Now at the city of Mahanaim (2 Samuel 17:27), David reviews his troops to assess the situation he and his followers face. Though only a small contingent originally left Jerusalem with him, we see here in the use of the term "thousands" (2 Samuel 18:1, 4) that many have soon rallied to his cause, to the point where he is able to divide his army into three companies (verse 2). Initially he is determined to lead this fighting force himself. But this is no ordinary national war. Instead, it is a conflict over David's kingship—in which the death of David would spell the end of the war. So his men convince him to remove himself from fighting so as not to jeopardize their cause.
David gives orders that his son Absalom not be harmed. Yet, in doing so, David is again showing partiality to his son rather than dealing with him as the situation demands. Absalom has raised his hand to destroy God's anointed king. When someone else claimed to have done this in regard to Saul, David ordered his execution (2 Samuel 1:14-15). Furthermore, the king in this case is Absalom's father. And the penalty the Law of Moses prescribes for striking or even cursing one's parents—and surely raising an armed rebellion to kill one's father—is death (Exodus 21:15, 17).
It is interesting to see Absalom's forces referred to as "Israel" and the "people of Israel" (2 Samuel 18:6-7). The appearance is one of a popular uprising—wherein this "army of the people" proves no match against David's experienced troops. The thick woods, rather than concealing and aiding their escape, "devoured more people that day than the sword devoured" (verse 8).
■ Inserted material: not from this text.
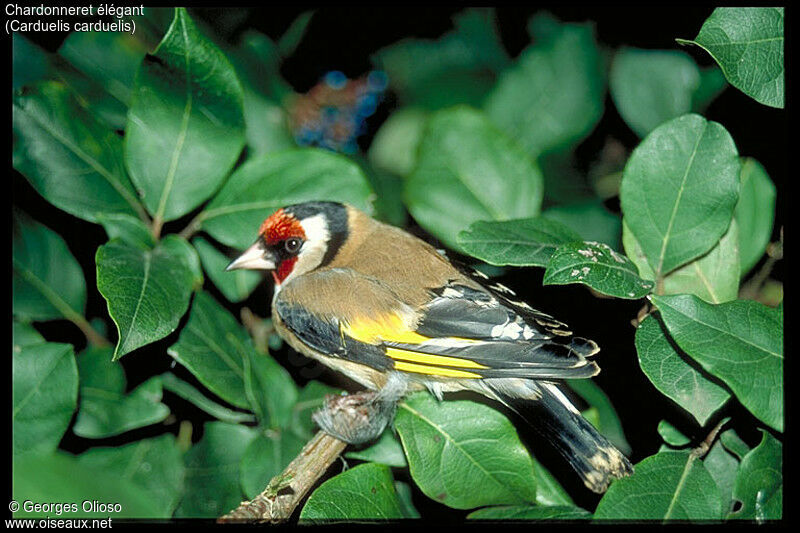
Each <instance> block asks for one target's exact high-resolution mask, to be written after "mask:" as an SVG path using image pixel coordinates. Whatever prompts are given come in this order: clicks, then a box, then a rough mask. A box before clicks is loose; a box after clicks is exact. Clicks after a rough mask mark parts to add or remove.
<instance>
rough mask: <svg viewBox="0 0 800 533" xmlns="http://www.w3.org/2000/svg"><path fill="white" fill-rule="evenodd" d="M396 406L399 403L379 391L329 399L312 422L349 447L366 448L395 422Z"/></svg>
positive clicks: (362, 392) (326, 432) (345, 395)
mask: <svg viewBox="0 0 800 533" xmlns="http://www.w3.org/2000/svg"><path fill="white" fill-rule="evenodd" d="M396 405H397V402H396V400H394V399H387V398H386V397H385V396H384V395H382V394H381V393H379V392H376V391H363V392H358V393H354V394H347V395H328V396H326V397H325V404H324V405H323V407H322V409H320V410H319V411H316V412H315V413H314V414H313V415H311V418H312V420H314V422H315V423H316V424H317V425H318V426H319V428H320V429H321V430H322V431H324V432H325V433H327V434H329V435H332V436H334V437H336V438H337V439H339V440H342V441H344V442H347V443H349V444H362V443H365V442H369V441H373V440H375V439H377V438H378V437H379V436H380V435H381V433H383V430H384V429H386V426H387V425H389V423H390V422H391V421H392V419H394V412H395V406H396Z"/></svg>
Perhaps many died from forest-related injuries, exhaustion, entanglement, exposure, wild animals, etc. The verse could also mean that the forest hindered those fleeing from the field of battle so David's men could more easily catch them. Whatever the case, the observation concerning the part nature played in the outcome is significant—for nature falls within the providence of God.
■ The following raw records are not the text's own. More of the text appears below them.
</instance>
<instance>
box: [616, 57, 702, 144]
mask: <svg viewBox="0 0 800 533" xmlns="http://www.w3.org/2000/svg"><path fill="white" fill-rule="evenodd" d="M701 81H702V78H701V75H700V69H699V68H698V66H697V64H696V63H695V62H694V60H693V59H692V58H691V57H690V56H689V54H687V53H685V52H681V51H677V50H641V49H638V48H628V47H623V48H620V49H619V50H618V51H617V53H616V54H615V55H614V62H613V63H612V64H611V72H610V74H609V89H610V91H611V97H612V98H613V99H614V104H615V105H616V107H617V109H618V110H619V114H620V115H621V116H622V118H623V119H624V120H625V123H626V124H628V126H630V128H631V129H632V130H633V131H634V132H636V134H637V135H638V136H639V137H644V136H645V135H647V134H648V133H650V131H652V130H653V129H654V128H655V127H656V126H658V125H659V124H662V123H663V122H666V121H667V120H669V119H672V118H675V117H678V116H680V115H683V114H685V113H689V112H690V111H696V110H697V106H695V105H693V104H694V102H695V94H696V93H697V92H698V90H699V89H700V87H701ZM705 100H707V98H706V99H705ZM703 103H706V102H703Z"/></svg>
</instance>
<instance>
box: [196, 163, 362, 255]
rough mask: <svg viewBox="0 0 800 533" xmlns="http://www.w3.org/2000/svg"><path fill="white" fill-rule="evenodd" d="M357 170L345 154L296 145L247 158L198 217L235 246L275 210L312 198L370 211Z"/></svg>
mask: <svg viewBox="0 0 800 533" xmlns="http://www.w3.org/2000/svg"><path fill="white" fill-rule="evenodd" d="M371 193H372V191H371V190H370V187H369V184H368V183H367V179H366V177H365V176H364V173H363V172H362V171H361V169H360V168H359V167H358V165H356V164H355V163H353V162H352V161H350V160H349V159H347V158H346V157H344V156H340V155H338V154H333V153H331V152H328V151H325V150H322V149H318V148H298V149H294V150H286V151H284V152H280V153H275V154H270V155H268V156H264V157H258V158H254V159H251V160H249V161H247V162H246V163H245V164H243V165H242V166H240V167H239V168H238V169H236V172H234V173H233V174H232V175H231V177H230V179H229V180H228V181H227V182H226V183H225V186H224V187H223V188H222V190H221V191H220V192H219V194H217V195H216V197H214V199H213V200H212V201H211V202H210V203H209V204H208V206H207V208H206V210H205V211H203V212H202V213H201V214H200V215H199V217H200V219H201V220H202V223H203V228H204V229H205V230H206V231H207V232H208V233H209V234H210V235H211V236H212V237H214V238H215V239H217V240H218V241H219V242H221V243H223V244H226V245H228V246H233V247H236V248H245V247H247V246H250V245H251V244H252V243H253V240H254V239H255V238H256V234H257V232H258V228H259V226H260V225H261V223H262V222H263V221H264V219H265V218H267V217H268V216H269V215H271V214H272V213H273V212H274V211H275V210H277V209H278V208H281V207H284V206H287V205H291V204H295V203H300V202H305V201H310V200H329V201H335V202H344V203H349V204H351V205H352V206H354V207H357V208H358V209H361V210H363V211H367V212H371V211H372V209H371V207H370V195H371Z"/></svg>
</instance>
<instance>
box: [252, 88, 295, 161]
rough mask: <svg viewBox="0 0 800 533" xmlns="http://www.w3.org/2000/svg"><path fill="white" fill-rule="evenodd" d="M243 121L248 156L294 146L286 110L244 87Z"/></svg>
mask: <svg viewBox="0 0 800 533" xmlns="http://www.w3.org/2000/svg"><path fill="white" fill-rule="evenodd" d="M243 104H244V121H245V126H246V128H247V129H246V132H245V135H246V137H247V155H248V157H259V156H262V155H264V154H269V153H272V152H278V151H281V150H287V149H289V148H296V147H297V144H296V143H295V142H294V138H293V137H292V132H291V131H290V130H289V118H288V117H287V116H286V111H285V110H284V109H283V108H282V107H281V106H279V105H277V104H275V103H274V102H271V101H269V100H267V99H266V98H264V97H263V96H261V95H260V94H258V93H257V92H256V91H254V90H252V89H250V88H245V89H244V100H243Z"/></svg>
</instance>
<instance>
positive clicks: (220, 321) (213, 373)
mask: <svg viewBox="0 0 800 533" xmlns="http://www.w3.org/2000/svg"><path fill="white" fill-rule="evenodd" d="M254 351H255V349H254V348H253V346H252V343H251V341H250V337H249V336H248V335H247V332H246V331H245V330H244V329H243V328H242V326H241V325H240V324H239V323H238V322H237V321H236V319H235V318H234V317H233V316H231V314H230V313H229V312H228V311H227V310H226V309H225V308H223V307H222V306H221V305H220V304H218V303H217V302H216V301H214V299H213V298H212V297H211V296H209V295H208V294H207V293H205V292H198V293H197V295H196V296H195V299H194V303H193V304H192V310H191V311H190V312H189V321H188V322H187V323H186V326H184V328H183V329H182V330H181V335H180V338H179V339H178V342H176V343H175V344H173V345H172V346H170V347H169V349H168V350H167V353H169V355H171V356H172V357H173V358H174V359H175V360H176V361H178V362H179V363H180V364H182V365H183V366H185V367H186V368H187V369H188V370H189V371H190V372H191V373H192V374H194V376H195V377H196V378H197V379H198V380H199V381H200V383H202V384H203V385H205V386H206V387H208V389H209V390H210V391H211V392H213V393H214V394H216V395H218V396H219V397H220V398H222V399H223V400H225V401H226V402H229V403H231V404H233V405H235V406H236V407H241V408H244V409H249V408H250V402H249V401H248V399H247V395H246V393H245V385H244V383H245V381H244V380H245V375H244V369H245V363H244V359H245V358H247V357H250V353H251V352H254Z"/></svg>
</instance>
Indeed, Absalom himself is trapped by a tree (verse 9). We are told that it is his head that becomes caught, but this must surely be due to his thick, long hair. We earlier read in 2 Samuel 14:25-26 of Absalom's good looks and thick hair. Because of these features and the praise he received for them, Absalom gave into vanity—as is clear from the fact that he liked to flaunt his hair by letting it grow long, cutting it only once a year, and then broadcasting the impressive weight of the shorn hair (about five pounds). His addiction to admiration and adulation ultimately contributed to his plot to usurp the throne of Israel. It is thus interesting poetic justice that his hair plays a key part in his ultimate demise.
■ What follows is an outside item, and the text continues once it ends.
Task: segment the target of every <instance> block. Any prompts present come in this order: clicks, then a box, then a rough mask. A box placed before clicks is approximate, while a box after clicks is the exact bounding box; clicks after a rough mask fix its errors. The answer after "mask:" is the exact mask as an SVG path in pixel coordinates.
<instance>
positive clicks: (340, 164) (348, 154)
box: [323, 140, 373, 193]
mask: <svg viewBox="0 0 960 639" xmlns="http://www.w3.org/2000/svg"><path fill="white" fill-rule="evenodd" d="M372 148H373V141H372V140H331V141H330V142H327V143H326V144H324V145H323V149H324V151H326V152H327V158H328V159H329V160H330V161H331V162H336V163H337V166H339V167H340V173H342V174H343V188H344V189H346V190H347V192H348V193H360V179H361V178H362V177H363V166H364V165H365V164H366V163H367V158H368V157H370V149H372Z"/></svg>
While Absalom hangs in the tree, Joab kills him—apparently convinced he is doing the right thing. However, it should be pointed out that Joab has violated the king's direct command—which he has no right to do.
Hearing news of the victory of his own forces, David's immediate concern is, nevertheless, for Absalom. On learning of his death, David slumps into grief and mourning. The fact that he is inconsolable spreads through the troops. Joab marches in to David and tells him that such behavior is insulting to all his soldiers (19:5-6). Indeed, the victorious fighting men do not come back to Mahanaim with fanfare or a "ticker-tape parade." Rather, they sneak back into the city trying to escape notice. This is sadly pathetic, and Joab is right to point it out to David.
The king responds by taking his seat in the gate of the city—the place of civil government where judgment is typically rendered. The statement that "all the people came before the king" (verse 8) implies that David is following Joab's advice by expressing appreciation to them for their loyalty and help during the recent fighting.